I could find no other depiction of Barad-dûr prior to Jackson’s which had that same forked design, most artists drew a sinister-looking but traditionally spired tower design, with the eye peering through a window in the clouds to some effect.
Tolkien’s book describes the tower like this:
“Then at last his gaze was held: wall upon wall, battlement upon battlement, black tower of adamant, he saw it: Barad-dûr, Fortress of Sauron. All hope left him…
…and then he saw, rising black, blacker and darker than the vast shades amid which it stood, the cruel pinnacles and iron crown of the topmost tower of Barad-dûr. One moment only it stared out, but as from some great window immeasurably high there stabbed northward a flame of red, the flicker of a piercing Eye”
No mention of the two-prong fork design that I could find.
I did try to read the books but, though I enjoyed The Hobbit, I didn’t make it through the first LotR book; as such, the movie depiction is the only one I really know.

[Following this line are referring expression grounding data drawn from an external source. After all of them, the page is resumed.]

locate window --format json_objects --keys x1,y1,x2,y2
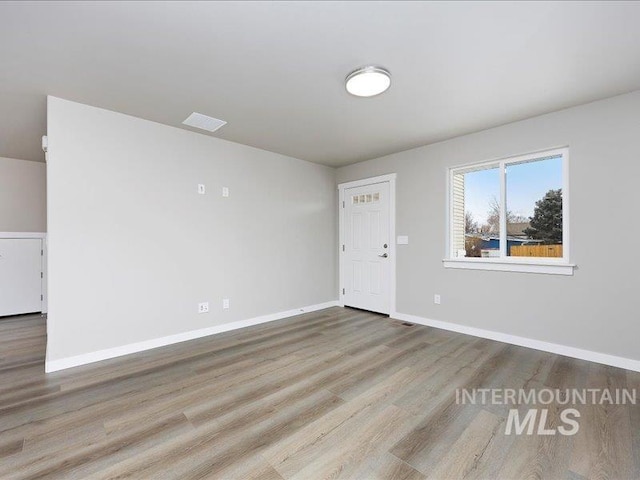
[
  {"x1": 445, "y1": 147, "x2": 573, "y2": 275},
  {"x1": 352, "y1": 192, "x2": 380, "y2": 205}
]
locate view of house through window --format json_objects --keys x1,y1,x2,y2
[{"x1": 451, "y1": 149, "x2": 565, "y2": 260}]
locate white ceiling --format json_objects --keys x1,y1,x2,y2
[{"x1": 1, "y1": 1, "x2": 640, "y2": 167}]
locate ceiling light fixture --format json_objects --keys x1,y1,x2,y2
[{"x1": 345, "y1": 66, "x2": 391, "y2": 97}]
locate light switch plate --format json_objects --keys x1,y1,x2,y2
[
  {"x1": 397, "y1": 235, "x2": 409, "y2": 245},
  {"x1": 222, "y1": 187, "x2": 229, "y2": 197}
]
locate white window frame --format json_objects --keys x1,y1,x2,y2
[{"x1": 443, "y1": 147, "x2": 575, "y2": 275}]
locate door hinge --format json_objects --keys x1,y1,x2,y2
[
  {"x1": 41, "y1": 249, "x2": 43, "y2": 256},
  {"x1": 41, "y1": 272, "x2": 43, "y2": 279},
  {"x1": 41, "y1": 295, "x2": 43, "y2": 301},
  {"x1": 342, "y1": 201, "x2": 345, "y2": 208},
  {"x1": 342, "y1": 288, "x2": 345, "y2": 295},
  {"x1": 342, "y1": 244, "x2": 345, "y2": 252}
]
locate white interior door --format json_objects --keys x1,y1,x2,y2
[
  {"x1": 0, "y1": 238, "x2": 43, "y2": 316},
  {"x1": 343, "y1": 182, "x2": 391, "y2": 314}
]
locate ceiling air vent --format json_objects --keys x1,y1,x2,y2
[{"x1": 182, "y1": 112, "x2": 227, "y2": 133}]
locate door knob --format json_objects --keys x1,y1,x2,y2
[{"x1": 378, "y1": 253, "x2": 388, "y2": 258}]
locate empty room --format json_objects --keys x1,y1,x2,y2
[{"x1": 1, "y1": 1, "x2": 639, "y2": 479}]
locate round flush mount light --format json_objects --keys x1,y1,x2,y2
[{"x1": 345, "y1": 66, "x2": 391, "y2": 97}]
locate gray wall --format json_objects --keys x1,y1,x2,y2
[
  {"x1": 46, "y1": 97, "x2": 336, "y2": 362},
  {"x1": 337, "y1": 91, "x2": 640, "y2": 361},
  {"x1": 0, "y1": 156, "x2": 46, "y2": 232}
]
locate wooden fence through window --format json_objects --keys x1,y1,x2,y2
[{"x1": 510, "y1": 244, "x2": 563, "y2": 258}]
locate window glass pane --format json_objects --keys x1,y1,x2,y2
[
  {"x1": 506, "y1": 155, "x2": 563, "y2": 257},
  {"x1": 451, "y1": 165, "x2": 500, "y2": 258}
]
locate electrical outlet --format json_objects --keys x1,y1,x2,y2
[
  {"x1": 222, "y1": 298, "x2": 230, "y2": 310},
  {"x1": 434, "y1": 294, "x2": 441, "y2": 305},
  {"x1": 198, "y1": 302, "x2": 209, "y2": 313},
  {"x1": 197, "y1": 184, "x2": 206, "y2": 195},
  {"x1": 222, "y1": 186, "x2": 229, "y2": 197}
]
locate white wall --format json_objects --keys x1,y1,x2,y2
[
  {"x1": 0, "y1": 156, "x2": 46, "y2": 232},
  {"x1": 337, "y1": 91, "x2": 640, "y2": 364},
  {"x1": 46, "y1": 97, "x2": 336, "y2": 366}
]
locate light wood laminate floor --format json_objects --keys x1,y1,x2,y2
[{"x1": 0, "y1": 308, "x2": 638, "y2": 479}]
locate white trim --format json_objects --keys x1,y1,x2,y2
[
  {"x1": 338, "y1": 174, "x2": 397, "y2": 316},
  {"x1": 338, "y1": 188, "x2": 345, "y2": 308},
  {"x1": 562, "y1": 148, "x2": 571, "y2": 262},
  {"x1": 446, "y1": 167, "x2": 453, "y2": 260},
  {"x1": 499, "y1": 164, "x2": 507, "y2": 258},
  {"x1": 389, "y1": 178, "x2": 397, "y2": 317},
  {"x1": 337, "y1": 174, "x2": 397, "y2": 190},
  {"x1": 0, "y1": 231, "x2": 46, "y2": 239},
  {"x1": 449, "y1": 146, "x2": 569, "y2": 172},
  {"x1": 392, "y1": 312, "x2": 640, "y2": 372},
  {"x1": 443, "y1": 258, "x2": 575, "y2": 275},
  {"x1": 41, "y1": 236, "x2": 48, "y2": 313},
  {"x1": 45, "y1": 301, "x2": 339, "y2": 373}
]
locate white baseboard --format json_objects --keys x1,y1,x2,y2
[
  {"x1": 392, "y1": 312, "x2": 640, "y2": 373},
  {"x1": 45, "y1": 300, "x2": 339, "y2": 373}
]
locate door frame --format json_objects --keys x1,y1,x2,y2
[
  {"x1": 0, "y1": 231, "x2": 47, "y2": 314},
  {"x1": 338, "y1": 173, "x2": 397, "y2": 316}
]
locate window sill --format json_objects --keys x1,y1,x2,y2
[{"x1": 442, "y1": 258, "x2": 575, "y2": 275}]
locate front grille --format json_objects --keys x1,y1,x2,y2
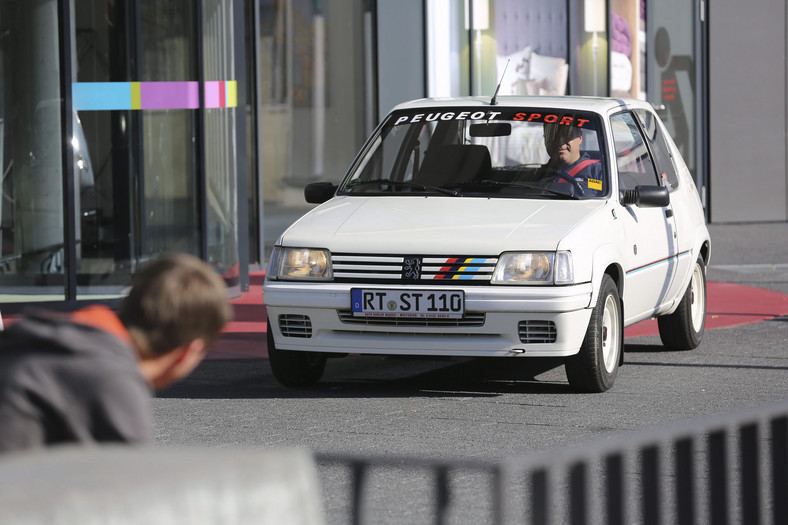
[
  {"x1": 338, "y1": 311, "x2": 485, "y2": 328},
  {"x1": 332, "y1": 253, "x2": 497, "y2": 285},
  {"x1": 279, "y1": 314, "x2": 312, "y2": 338},
  {"x1": 518, "y1": 320, "x2": 557, "y2": 343}
]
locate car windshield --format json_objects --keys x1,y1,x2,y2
[{"x1": 340, "y1": 107, "x2": 608, "y2": 200}]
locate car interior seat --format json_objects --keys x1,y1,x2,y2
[{"x1": 416, "y1": 144, "x2": 491, "y2": 187}]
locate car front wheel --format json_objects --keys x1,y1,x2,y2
[
  {"x1": 657, "y1": 257, "x2": 706, "y2": 350},
  {"x1": 565, "y1": 274, "x2": 623, "y2": 393},
  {"x1": 267, "y1": 318, "x2": 327, "y2": 387}
]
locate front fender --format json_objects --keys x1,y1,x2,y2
[{"x1": 589, "y1": 243, "x2": 625, "y2": 308}]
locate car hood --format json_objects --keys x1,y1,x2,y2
[{"x1": 280, "y1": 196, "x2": 606, "y2": 254}]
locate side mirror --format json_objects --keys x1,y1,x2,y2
[
  {"x1": 620, "y1": 185, "x2": 670, "y2": 207},
  {"x1": 304, "y1": 182, "x2": 337, "y2": 204}
]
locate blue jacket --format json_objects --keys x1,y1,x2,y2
[{"x1": 552, "y1": 153, "x2": 605, "y2": 197}]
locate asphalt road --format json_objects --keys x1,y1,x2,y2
[
  {"x1": 155, "y1": 318, "x2": 787, "y2": 458},
  {"x1": 153, "y1": 222, "x2": 788, "y2": 523}
]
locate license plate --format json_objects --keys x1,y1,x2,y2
[{"x1": 351, "y1": 289, "x2": 465, "y2": 318}]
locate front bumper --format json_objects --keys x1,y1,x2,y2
[{"x1": 263, "y1": 282, "x2": 594, "y2": 358}]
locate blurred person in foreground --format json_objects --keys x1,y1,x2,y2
[{"x1": 0, "y1": 253, "x2": 232, "y2": 453}]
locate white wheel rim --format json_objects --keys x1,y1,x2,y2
[
  {"x1": 602, "y1": 294, "x2": 620, "y2": 373},
  {"x1": 690, "y1": 263, "x2": 706, "y2": 332}
]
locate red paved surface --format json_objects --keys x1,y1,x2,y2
[
  {"x1": 210, "y1": 273, "x2": 269, "y2": 360},
  {"x1": 623, "y1": 281, "x2": 788, "y2": 338},
  {"x1": 209, "y1": 273, "x2": 788, "y2": 360}
]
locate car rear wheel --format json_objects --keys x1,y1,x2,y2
[
  {"x1": 267, "y1": 318, "x2": 326, "y2": 387},
  {"x1": 658, "y1": 257, "x2": 706, "y2": 350},
  {"x1": 565, "y1": 274, "x2": 622, "y2": 393}
]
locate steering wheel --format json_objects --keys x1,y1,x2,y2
[{"x1": 553, "y1": 173, "x2": 585, "y2": 196}]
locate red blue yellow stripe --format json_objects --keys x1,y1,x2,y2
[{"x1": 434, "y1": 258, "x2": 489, "y2": 280}]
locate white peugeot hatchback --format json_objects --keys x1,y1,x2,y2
[{"x1": 263, "y1": 96, "x2": 710, "y2": 392}]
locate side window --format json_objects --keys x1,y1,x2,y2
[
  {"x1": 610, "y1": 112, "x2": 660, "y2": 191},
  {"x1": 635, "y1": 109, "x2": 680, "y2": 191}
]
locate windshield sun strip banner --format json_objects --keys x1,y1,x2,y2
[{"x1": 390, "y1": 109, "x2": 595, "y2": 129}]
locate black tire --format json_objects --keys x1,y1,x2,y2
[
  {"x1": 565, "y1": 275, "x2": 623, "y2": 393},
  {"x1": 267, "y1": 318, "x2": 326, "y2": 387},
  {"x1": 658, "y1": 257, "x2": 706, "y2": 350}
]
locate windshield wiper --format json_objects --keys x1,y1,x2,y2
[
  {"x1": 345, "y1": 179, "x2": 460, "y2": 196},
  {"x1": 475, "y1": 179, "x2": 580, "y2": 200}
]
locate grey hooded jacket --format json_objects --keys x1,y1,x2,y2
[{"x1": 0, "y1": 311, "x2": 153, "y2": 453}]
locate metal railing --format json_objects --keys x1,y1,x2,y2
[{"x1": 316, "y1": 399, "x2": 788, "y2": 525}]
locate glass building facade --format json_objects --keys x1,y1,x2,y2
[
  {"x1": 1, "y1": 0, "x2": 246, "y2": 304},
  {"x1": 0, "y1": 0, "x2": 714, "y2": 307}
]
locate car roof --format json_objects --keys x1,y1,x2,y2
[{"x1": 391, "y1": 95, "x2": 652, "y2": 115}]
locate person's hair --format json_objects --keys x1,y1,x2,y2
[{"x1": 118, "y1": 253, "x2": 232, "y2": 357}]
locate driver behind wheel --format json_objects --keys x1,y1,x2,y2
[{"x1": 543, "y1": 123, "x2": 604, "y2": 197}]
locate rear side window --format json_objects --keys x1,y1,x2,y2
[
  {"x1": 610, "y1": 112, "x2": 660, "y2": 191},
  {"x1": 635, "y1": 109, "x2": 680, "y2": 191}
]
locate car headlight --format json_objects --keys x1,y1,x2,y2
[
  {"x1": 267, "y1": 247, "x2": 332, "y2": 281},
  {"x1": 491, "y1": 251, "x2": 574, "y2": 285}
]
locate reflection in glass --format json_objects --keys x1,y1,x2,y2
[
  {"x1": 0, "y1": 1, "x2": 66, "y2": 301},
  {"x1": 73, "y1": 0, "x2": 134, "y2": 296},
  {"x1": 489, "y1": 3, "x2": 569, "y2": 97},
  {"x1": 610, "y1": 0, "x2": 646, "y2": 100},
  {"x1": 139, "y1": 2, "x2": 200, "y2": 261},
  {"x1": 649, "y1": 0, "x2": 696, "y2": 183},
  {"x1": 257, "y1": 0, "x2": 370, "y2": 261},
  {"x1": 203, "y1": 0, "x2": 239, "y2": 285},
  {"x1": 73, "y1": 1, "x2": 204, "y2": 296},
  {"x1": 427, "y1": 1, "x2": 470, "y2": 97}
]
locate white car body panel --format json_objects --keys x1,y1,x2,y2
[
  {"x1": 281, "y1": 196, "x2": 605, "y2": 255},
  {"x1": 265, "y1": 282, "x2": 594, "y2": 357}
]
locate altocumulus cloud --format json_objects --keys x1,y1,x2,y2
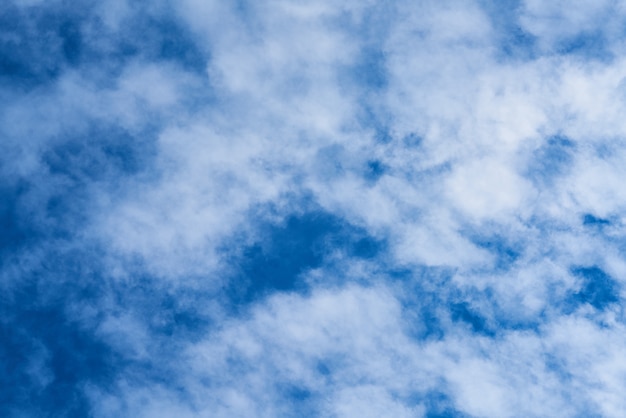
[{"x1": 3, "y1": 0, "x2": 626, "y2": 417}]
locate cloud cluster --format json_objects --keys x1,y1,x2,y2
[{"x1": 3, "y1": 0, "x2": 626, "y2": 416}]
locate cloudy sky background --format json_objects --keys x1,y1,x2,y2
[{"x1": 3, "y1": 0, "x2": 626, "y2": 416}]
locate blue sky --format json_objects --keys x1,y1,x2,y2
[{"x1": 3, "y1": 1, "x2": 626, "y2": 417}]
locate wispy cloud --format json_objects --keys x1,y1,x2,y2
[{"x1": 3, "y1": 0, "x2": 626, "y2": 417}]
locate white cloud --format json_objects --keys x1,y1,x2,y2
[
  {"x1": 74, "y1": 3, "x2": 626, "y2": 413},
  {"x1": 7, "y1": 0, "x2": 626, "y2": 416}
]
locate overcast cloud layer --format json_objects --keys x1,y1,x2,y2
[{"x1": 3, "y1": 1, "x2": 626, "y2": 417}]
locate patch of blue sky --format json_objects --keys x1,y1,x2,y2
[
  {"x1": 274, "y1": 383, "x2": 320, "y2": 418},
  {"x1": 0, "y1": 236, "x2": 220, "y2": 416},
  {"x1": 0, "y1": 181, "x2": 36, "y2": 260},
  {"x1": 0, "y1": 5, "x2": 71, "y2": 87},
  {"x1": 58, "y1": 19, "x2": 83, "y2": 67},
  {"x1": 363, "y1": 159, "x2": 387, "y2": 184},
  {"x1": 1, "y1": 126, "x2": 157, "y2": 252},
  {"x1": 458, "y1": 283, "x2": 543, "y2": 335},
  {"x1": 569, "y1": 266, "x2": 619, "y2": 311},
  {"x1": 107, "y1": 274, "x2": 212, "y2": 341},
  {"x1": 422, "y1": 390, "x2": 473, "y2": 418},
  {"x1": 0, "y1": 1, "x2": 207, "y2": 95},
  {"x1": 393, "y1": 267, "x2": 457, "y2": 340},
  {"x1": 495, "y1": 25, "x2": 538, "y2": 62},
  {"x1": 147, "y1": 291, "x2": 210, "y2": 338},
  {"x1": 1, "y1": 273, "x2": 122, "y2": 417},
  {"x1": 0, "y1": 123, "x2": 185, "y2": 416},
  {"x1": 464, "y1": 228, "x2": 522, "y2": 272},
  {"x1": 43, "y1": 123, "x2": 157, "y2": 181},
  {"x1": 449, "y1": 301, "x2": 493, "y2": 336},
  {"x1": 432, "y1": 278, "x2": 543, "y2": 335},
  {"x1": 117, "y1": 12, "x2": 208, "y2": 75},
  {"x1": 225, "y1": 209, "x2": 386, "y2": 306},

Not to say that makes it more accurate or anything, just my only experience with it.
Well if you’re comparing 333 Commerce St building (topped out in 1993) with Barad-dûr, as depicted in Peter Jackson’s “The Lord of the Rings” trilogy (released in 2001-2003), then you maybe should ask why Peter Jackson’s art inspiration (specifically illustrator Alan Lee) based their depiction of Sauron’s tower on the AT&T building (although maybe the architect of the building in Nashville did also draw their inspiration from Alan Lee’s art, timeline become muddled here).
I could find no other depiction of Barad-dûr prior to Jackson’s which had that same forked design, most artists drew a sinister-looking but traditionally spired tower design, with the eye peering through a window in the clouds to some effect.
Tolkien’s book describes the tower like this:
“Then at last his gaze was held: wall upon wall, battlement upon battlement, black tower of adamant, he saw it: Barad-dûr, Fortress of Sauron. All hope left him…
…and then he saw, rising black, blacker and darker than the vast shades amid which it stood, the cruel pinnacles and iron crown of the topmost tower of Barad-dûr. One moment only it stared out, but as from some great window immeasurably high there stabbed northward a flame of red, the flicker of a piercing Eye”
No mention of the two-prong fork design that I could find.
It’s interesting that Peter Jackson’s depiction was so good that people now just assume that’s how it always was.
I did try to read the books but, though I enjoyed The Hobbit, I didn’t make it through the first LotR book; as such, the movie depiction is the only one I really know. Not to say that makes it more accurate or anything, just my only experience with it.
Probably same applies for most people. Those books are very slow at times and hard to get through.